During a Skype conversation with my friend Kara, I had a bit of a AHA moment (thanks to her questions, thoughts, and amazing ability to understand me). I was talking to her about how I "knew" that I was living this awesome adventure...and then I paused. She asked me if I was about to follow up with a "but" comment - which I was (and yet had stopped myself). She helped me to remember that I can be living an awesome adventure AND have moments in which I am sad, scared, lonely, etc. Deep down, I knew this (and had just spent the previous week working on a paper about this very concept) - and yet, it really helped to hear it from someone else. She also helped me to realize that while I might not see the changes or growth within myself - they are still happening. It's tricky to step outside ourselves sometimes.
I also realized that one of the "things" that was bothering me was that I wasn't feeling like I was showing the whole me to people in Japan. Here I sometimes feel like my identity is "an expat wife" or a "foreigner in Japan" and that is how I connect with people. And, that is often what conversation or daily life centers around...at least right now. Sure, I get in touch with the "SLP" side of me at work and I am "me" around Kaz. However, it's different than at home when I was around people who knew the "whole" me....and in situations in which I shared more aspects of myself with others. I am realizing how much small talk and interaction with others - even those little conversations at lunch or in the hallway - can help you to connect and grow (in ways more clearly recognizable, perhaps). This conversation and realization(s) have me pondering many different things...and also realizing just how important (and necessary) - it is for me to continue to reach out and connect with family and friends. And, how much "work" I may be doing internally to better figure myself out (especially in those moments of solidarity and silence).
Sunny Moments
In addition to the ones above...
-Continuing to put myself out there and meet new people
-Spending some energy exploring my artistic side
-Learning, learning, learning...and sometimes feeling like "a fish out of water" at work - as I explore the world of multi-language learning
-Continuing to further my passion in the area of stuttering by connecting with friends and colleagues at home (Scott and I wrote a paper; and, I'm hoping to help out more with camp...so thankful for Skype and technology!!)

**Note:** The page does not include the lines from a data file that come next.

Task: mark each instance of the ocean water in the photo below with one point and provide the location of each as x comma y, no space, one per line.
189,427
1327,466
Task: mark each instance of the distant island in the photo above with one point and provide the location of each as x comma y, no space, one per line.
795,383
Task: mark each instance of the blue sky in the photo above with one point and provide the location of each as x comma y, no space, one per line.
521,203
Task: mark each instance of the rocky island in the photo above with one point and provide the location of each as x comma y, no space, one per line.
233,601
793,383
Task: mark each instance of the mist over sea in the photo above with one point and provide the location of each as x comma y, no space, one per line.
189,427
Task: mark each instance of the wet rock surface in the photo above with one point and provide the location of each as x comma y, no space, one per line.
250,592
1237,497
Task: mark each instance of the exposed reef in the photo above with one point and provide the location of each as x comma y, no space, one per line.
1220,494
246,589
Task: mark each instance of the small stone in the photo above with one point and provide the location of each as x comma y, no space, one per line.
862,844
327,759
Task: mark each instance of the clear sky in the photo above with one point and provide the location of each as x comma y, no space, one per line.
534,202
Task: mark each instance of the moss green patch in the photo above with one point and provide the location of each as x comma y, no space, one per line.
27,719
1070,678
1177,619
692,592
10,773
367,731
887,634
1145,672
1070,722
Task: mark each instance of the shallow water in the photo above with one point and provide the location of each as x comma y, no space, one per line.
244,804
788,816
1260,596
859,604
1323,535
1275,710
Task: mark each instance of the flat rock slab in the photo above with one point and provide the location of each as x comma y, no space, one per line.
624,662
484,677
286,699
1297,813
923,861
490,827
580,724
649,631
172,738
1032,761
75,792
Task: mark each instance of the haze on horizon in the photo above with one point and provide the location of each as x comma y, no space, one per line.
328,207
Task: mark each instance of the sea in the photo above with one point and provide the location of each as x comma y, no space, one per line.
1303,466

-Beginning to plan visits for July - we have two sets of friends coming! :)
Cloudy Moments
In addition to the ones above...
-"Missing out" on events in my family and friend's lives...birthdays, babies, moves, fundraisers, etc. I know that I can connect from afar - sometimes it's not the same as being there.
-A little less time to "connect" with loved ones
Sun, clouds, and lots of love!
~Jaime
Love this post (and the beautiful pendant you made). Sending hugs.